Home ActualitéL’homme-bus de Lausanne : Une bande dessinée sur l’acceptation

L’homme-bus de Lausanne : Une bande dessinée sur l’acceptation

by Sara
Suisse

La bande dessinée « Voie de garage » fait revivre Martial Richoz, plus connu sous le surnom de l’homme-bus, figure emblématique de Lausanne dans les années 1980. À travers le travail de Sophie Adriansen au scénario et d’Arnaud Nebbache au dessin, cette œuvre explore les tensions liées à l’acceptation de la différence et les controverses qui ont marqué le parcours atypique de ce personnage.

Une page de bande dessinée

Une histoire lausannoise singulière

« Voie de garage » retrace le destin de Martial Richoz, né en 1963, qui a marqué l’actualité lausannoise par son originalité et sa solitude. Dès l’adolescence, il bénéficie de l’assurance invalidité. Passionné par les trolleybus, il fabrique ses propres « charrettes-bus » qu’il pousse dans les rues, se transformant en conducteur des transports lausannois (TL). À travers ses déambulations, il recrée les sons caractéristiques des véhicules, cherchant à combattre son isolement et sa dépression en rencontrant des passagers imaginaires.

En 1986, son internement en psychiatrie provoque un vif débat public, mettant en lumière les difficultés d’intégration des personnes différentes dans la société et les tensions entre institutions et individus. Après cette période, poussé à abandonner son personnage, Martial Richoz retourne à une vie plus discrète jusqu’à son décès, survenu l’an dernier, qui a ravivé la mémoire collective autour de cet homme-bus.

Un destin immortalisé par l’art

Martial Richoz a été le sujet de multiples représentations artistiques. Un documentaire de 1983 l’a rendu célèbre, tandis que la Collection de l’Art brut conserve ses œuvres, incluant ses charrettes et dessins. Le magazine « Temps Présent » lui a consacré une émission, et pendant le festival Les Urbaines, un artiste contemporain a réactivé son univers. Trois chercheurs ont également publié un ouvrage historico-sociologique sur les controverses psychiatriques lémaniques du XXe siècle, plaçant Martial au centre de leur étude, et le cinéma s’intéresse désormais à son histoire.

La bande dessinée, fruit d’une découverte et d’une création

La scénariste Sophie Adriansen a découvert Martial Richoz via une pièce de théâtre où une comédienne incarnait ce personnage singulier. Touchée par cette représentation, elle s’est plongée dans les archives pour mieux comprendre sa vie et les questions qu’elle soulève. Elle a alors imaginé un scénario fidèlement inspiré, mais laissant une marge à la fiction, notamment en rebaptisant le héros Paulin, ce qui permet d’explorer des chapitres inédits de son histoire, comme son enfance et son amour pour les trolleybus.
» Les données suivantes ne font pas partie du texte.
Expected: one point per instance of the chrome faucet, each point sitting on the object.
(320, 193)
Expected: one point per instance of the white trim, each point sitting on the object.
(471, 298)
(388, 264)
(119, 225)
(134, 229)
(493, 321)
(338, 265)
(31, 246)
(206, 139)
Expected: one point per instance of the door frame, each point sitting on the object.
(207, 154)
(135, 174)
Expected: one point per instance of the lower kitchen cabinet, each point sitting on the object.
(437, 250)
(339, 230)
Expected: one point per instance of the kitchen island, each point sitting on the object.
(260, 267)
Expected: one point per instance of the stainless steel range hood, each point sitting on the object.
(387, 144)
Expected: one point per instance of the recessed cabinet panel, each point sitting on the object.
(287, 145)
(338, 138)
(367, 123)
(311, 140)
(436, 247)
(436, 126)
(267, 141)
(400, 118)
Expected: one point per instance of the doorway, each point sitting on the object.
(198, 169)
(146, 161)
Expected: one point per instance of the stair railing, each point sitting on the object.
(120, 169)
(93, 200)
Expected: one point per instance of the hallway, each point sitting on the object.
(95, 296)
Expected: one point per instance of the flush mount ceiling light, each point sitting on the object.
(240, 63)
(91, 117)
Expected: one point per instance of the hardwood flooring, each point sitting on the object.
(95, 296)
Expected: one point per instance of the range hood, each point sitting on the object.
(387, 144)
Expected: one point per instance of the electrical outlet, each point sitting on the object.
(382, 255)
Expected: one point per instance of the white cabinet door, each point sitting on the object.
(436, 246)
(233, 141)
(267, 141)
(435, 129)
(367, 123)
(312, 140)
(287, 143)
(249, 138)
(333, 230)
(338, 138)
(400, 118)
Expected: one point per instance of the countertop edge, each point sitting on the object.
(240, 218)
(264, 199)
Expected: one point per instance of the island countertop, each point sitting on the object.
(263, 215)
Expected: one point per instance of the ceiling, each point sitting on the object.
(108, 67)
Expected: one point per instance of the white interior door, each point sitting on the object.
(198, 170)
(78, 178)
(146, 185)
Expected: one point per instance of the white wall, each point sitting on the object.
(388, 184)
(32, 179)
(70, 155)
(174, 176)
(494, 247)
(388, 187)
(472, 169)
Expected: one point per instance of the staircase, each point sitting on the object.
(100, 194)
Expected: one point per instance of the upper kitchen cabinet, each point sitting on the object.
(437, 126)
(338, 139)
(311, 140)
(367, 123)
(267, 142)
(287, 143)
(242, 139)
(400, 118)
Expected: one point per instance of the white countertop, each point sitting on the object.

« La fin choisie suggère une autre lecture, ouverte à l’interprétation, » précise la scénariste, souhaitant que les lecteurs puissent se forger leur propre opinion.

Une interprétation graphique forte

Le dessinateur Arnaud Nebbache s’est approprié le scénario en gardant une certaine distance avec la réalité historique. Il s’est davantage attaché au personnage fictif de Paulin qu’à Martial Richoz lui-même, tout en s’efforçant de restituer fidèlement les trolleybus et leurs bricolages.

Les couleurs jouent un rôle majeur dans l’ambiance de l’album : dominantes de gris, verts foncés et quelques touches acides traduisent à la fois l’atmosphère des années 80 et les moments durs vécus par le héros. Ce contraste visuel reflète les pics émotionnels et les douleurs qui jalonnent ce récit.

Un ouvrage étoffé et généreux

Initialement prévu pour compter entre 60 et 80 pages, le livre s’est finalement enrichi jusqu’à 120 pages, grâce à l’inspiration et à l’attachement d’Arnaud Nebbache pour le personnage. Ce récit copieux raconte la vie de Martial Richoz et, plus largement, ce que la société fait des personnes différentes. De figure centrale à personnage secondaire, puissant puis impuissant, il traverse la ville et nos regards.

« Voie de garage » redonne vie à l’homme-bus tout en incarnant les tensions autour de l’acceptation de l’exceptionnel. Contrairement aux versions artistiques précédentes, cette bande dessinée s’adresse à un large public avec une fidélité remarquable aux faits et au contexte.

Rencontre avec l’auteur

Arnaud Nebbache sera présent au festival BDFIL à Lausanne, du 5 au 18 mai. Il participera à une rencontre publique intitulée « Martial Richoz : icône lausannoise et héros de bande dessinée » en compagnie d’Anic Zanzi, conservatrice à la Collection de l’Art brut, à la Maison de quartier Sous-Gare, le samedi 10 mai de 10h45 à 11h45.